Friday, 29 April 2016

Content based image retrieval(CBIR) 02--Flow of CBIR, part B

    This is the second part of the the flow of CBIR, I would record step 6 and step 7 in this post, although there are two steps only, the last step is a little bit complicated.

Step 6 : Build inverted index


void cbir_bovw::build_code_book(size_t code_size)
{
   hist_type hist;
   hist.load(setting_["hist"].GetString() +
             std::string("_") +
             std::to_string(code_size));

   invert_index invert;
   ocv::cbir::build_inverted_index(hist, invert);
   invert.save(setting_["inverted_index"].GetString() +
              std::string("_") +
              std::to_string(code_size));
}

  This part is quite straigh forward, the invert_index is simply an encapsulation of std::map and std::vector. Apply inverted index may improve the accuracy of the CBIR system, this need to measure.

Step 7 : Search image

  After step 6, I have prepared most of the tools of this CBIR system, it is time to start searching. I have four ways to search the image, it is shown at pic00.
pic00

  As usual, a graph is worth a thousand words. The first solution(pic01) is the most easiest one, without IDF(inverse document frequency) and spatial information.
pic01



//api of this function is suck, but I think it is
//acceptable in this small example.However, in real case,
//we should not let this kind of codes exist, bad codes
//will attract more bad codes, in the end, your projects
//will become ultra hard to maintain
double measure_impl(Searcher &searcher,
                    ocv::cbir::f2d_detector &f2d,
                    BOVW const &bovw,
                    hist_type const &hist,
                    arma::Mat<cbir_bovw::feature_type> const &code_book,                    
                    rapidjson::Document const &doc,
                    rapidjson::Document const &setting)
{
    //toal_score save the number of "hit" image of ukbench
    double total_score = 0;
    auto const folder =
            std::string(setting["img_folder"].GetString());
    
    auto const files = ocv::file::get_directory_files(folder);
    for(int i = 0; i != files.size(); ++i){        
        cv::Mat gray =
                cv::imread(folder + "/" + files[i],
                           cv::IMREAD_GRAYSCALE);
        //f2d.get_descriptor is the bottle neck
        //of the program, more than 85% of computation
        //times come by it
        auto describe =
                f2d.get_descriptor(gray);
        //transfer cv::Mat to arma::Mat without copy
        arma::Mat const
                arma_features(describe.second.ptr<cbir_bovw::feature_type>(0),
                              describe.second.cols,
                              describe.second.rows,
                              false);
        //build the histogram of the image we want to search
        auto const target_hist =
                bovw.describe(arma_features,
                              code_book);   
        //search the image     
        auto const result =
                searcher.search(target_hist, hist);        

        //find relevant file of the image "files[i]"
        auto const &value = doc[files[i].c_str()];
        std::set relevant;
        for(rapidjson::SizeType j = 0;
            j != value.Size(); ++j){
            relevant.insert(value[j].GetString());
        }
        //increment total_score if the first 4 images
        //of the search result belongs to relevant image
        for(size_t j = 0; j != relevant.size(); ++j){
            auto it = relevant.find(files[result[j]]);
            if(it != std::end(relevant)){
                ++total_score;         
            }
        }        
    }

    return total_score;
}

  This is it, I wrote down how to apply IDF and spatial info on github.


Results

Without inverse document frequency(IDF) and spatial verification(pic01) : 3.044
With inverse document frequency : 3.035
With spatial verfication : 3.082
With inverse document frequency and spatial verification : 3.13

  In conclusion, if I apply IDF and spatial verification, I am able to get best results.

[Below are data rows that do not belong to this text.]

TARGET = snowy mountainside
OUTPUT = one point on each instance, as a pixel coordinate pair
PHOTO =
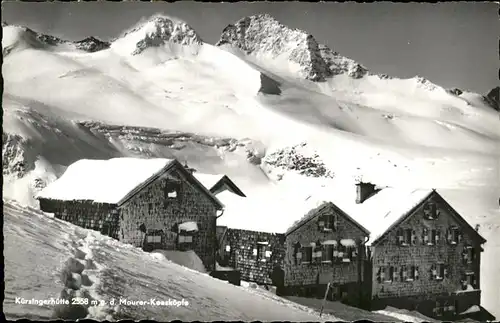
(264, 117)
(299, 59)
(83, 263)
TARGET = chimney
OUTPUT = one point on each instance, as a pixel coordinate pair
(189, 169)
(364, 191)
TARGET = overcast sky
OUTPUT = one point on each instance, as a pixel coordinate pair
(451, 44)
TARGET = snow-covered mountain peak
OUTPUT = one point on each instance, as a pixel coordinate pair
(425, 83)
(156, 32)
(263, 36)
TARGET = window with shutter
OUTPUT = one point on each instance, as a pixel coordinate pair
(400, 237)
(317, 252)
(454, 235)
(327, 222)
(433, 272)
(381, 275)
(262, 249)
(413, 273)
(440, 271)
(297, 255)
(433, 237)
(172, 190)
(425, 236)
(407, 237)
(327, 253)
(471, 254)
(185, 240)
(431, 211)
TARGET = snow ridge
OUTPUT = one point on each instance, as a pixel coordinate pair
(42, 41)
(262, 34)
(158, 31)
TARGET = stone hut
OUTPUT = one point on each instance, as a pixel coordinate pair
(421, 254)
(149, 203)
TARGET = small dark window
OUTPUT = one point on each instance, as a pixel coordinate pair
(442, 271)
(185, 240)
(328, 222)
(454, 235)
(403, 273)
(435, 236)
(392, 273)
(153, 240)
(381, 275)
(431, 211)
(327, 254)
(414, 273)
(262, 251)
(306, 254)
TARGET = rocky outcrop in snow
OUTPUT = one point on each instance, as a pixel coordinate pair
(40, 40)
(291, 158)
(264, 35)
(91, 44)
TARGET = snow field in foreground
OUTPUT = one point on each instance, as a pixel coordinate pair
(77, 263)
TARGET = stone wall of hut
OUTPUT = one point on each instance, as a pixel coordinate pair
(254, 254)
(157, 210)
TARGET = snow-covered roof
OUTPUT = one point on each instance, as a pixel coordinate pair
(208, 180)
(103, 181)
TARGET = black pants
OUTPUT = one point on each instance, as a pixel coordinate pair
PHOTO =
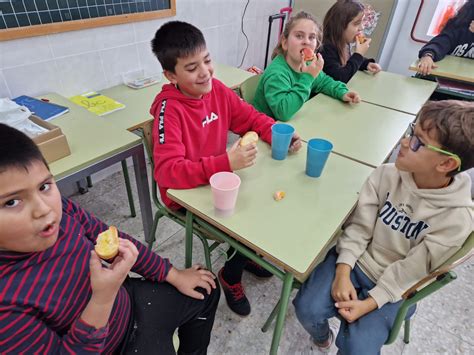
(158, 309)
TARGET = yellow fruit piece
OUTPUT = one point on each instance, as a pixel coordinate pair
(249, 137)
(107, 243)
(278, 195)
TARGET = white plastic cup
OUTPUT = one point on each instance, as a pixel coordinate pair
(225, 189)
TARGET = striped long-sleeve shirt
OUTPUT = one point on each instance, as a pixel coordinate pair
(43, 294)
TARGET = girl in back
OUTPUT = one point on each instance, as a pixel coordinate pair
(342, 27)
(290, 80)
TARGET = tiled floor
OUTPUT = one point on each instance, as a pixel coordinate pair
(443, 323)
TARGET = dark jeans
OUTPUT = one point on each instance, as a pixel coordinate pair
(158, 309)
(314, 305)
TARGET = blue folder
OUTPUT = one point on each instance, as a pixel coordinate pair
(40, 108)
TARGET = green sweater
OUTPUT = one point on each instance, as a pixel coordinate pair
(281, 91)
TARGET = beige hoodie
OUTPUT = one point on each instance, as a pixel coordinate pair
(399, 233)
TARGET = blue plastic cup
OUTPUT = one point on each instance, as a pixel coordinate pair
(281, 139)
(317, 155)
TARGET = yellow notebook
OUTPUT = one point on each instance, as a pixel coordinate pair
(97, 103)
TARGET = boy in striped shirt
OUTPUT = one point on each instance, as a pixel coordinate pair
(55, 295)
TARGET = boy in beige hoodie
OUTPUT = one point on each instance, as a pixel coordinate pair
(411, 217)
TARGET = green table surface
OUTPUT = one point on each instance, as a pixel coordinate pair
(294, 231)
(138, 102)
(452, 67)
(90, 138)
(393, 91)
(363, 132)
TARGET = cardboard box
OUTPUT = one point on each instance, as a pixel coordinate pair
(52, 144)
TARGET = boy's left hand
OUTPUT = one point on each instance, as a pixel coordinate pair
(354, 309)
(295, 143)
(351, 97)
(374, 68)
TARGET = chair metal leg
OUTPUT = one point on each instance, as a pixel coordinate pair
(129, 188)
(189, 240)
(406, 333)
(271, 317)
(152, 235)
(284, 300)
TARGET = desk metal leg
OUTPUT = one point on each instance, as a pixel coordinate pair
(284, 300)
(189, 240)
(143, 189)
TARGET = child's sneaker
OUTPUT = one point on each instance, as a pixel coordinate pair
(257, 270)
(325, 348)
(235, 296)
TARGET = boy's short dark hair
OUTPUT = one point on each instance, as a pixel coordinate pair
(176, 39)
(17, 150)
(453, 122)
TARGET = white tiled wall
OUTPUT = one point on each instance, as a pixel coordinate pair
(74, 62)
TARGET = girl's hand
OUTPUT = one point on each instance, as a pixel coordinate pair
(295, 143)
(351, 97)
(242, 157)
(374, 68)
(353, 310)
(106, 281)
(188, 279)
(426, 65)
(314, 67)
(362, 48)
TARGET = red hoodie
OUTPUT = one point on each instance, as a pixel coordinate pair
(190, 135)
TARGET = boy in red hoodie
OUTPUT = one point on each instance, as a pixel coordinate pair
(193, 115)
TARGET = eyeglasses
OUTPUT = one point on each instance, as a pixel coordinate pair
(415, 143)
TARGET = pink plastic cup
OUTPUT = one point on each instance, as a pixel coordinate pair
(225, 188)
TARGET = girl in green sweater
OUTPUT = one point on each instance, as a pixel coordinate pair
(289, 81)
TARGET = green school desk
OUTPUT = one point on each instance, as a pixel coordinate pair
(393, 91)
(292, 233)
(138, 102)
(363, 132)
(451, 67)
(96, 144)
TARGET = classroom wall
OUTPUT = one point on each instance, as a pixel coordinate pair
(74, 62)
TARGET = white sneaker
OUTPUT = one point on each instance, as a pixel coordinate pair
(332, 339)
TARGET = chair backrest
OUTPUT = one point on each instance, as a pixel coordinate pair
(148, 139)
(248, 88)
(466, 251)
(148, 142)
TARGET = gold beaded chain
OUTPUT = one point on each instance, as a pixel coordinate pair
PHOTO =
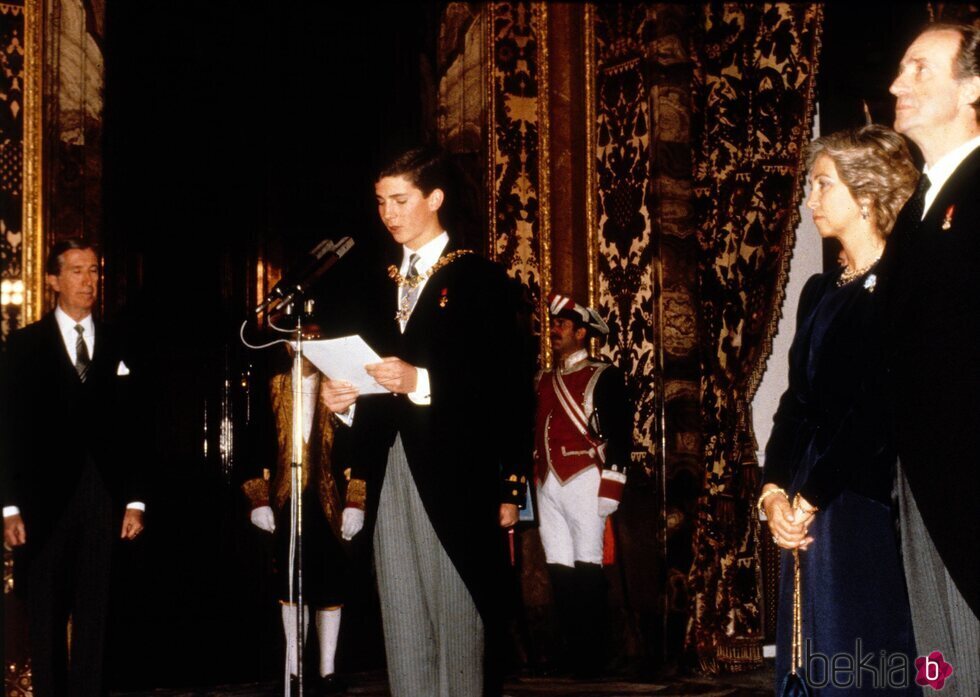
(402, 282)
(848, 274)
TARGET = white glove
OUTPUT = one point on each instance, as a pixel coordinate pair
(351, 523)
(263, 519)
(607, 506)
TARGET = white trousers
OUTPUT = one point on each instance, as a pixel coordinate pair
(571, 527)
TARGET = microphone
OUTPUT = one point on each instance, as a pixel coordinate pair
(306, 272)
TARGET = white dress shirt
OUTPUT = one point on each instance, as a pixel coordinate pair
(429, 254)
(66, 327)
(944, 168)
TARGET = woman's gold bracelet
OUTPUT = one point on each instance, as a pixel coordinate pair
(767, 494)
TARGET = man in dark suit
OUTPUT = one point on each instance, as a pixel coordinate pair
(931, 294)
(66, 462)
(445, 455)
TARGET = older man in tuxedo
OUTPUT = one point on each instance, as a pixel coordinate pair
(67, 460)
(931, 299)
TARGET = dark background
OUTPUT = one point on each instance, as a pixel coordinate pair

The results could be improve if I invest more times to tune the parameters, like the number of code books, parameter of kaze, use another feature extractor to extract the features etc.

Problems of this solution

1 : It is slow, it took me about 300ms~500ms to extract kaze features and keypoints from a 640x480 image, single channel.
2 : It consume a lot of memory, kaze use about 150MB to extract keypoints and features.

  If your applications only run on local machine, this is not a problem, but if you want to develop a web app, this would be a serious problem. We need a much faster yet quite accurate CBIR system if we want to deploy it on high traffic web app, just like TinEye and Google did.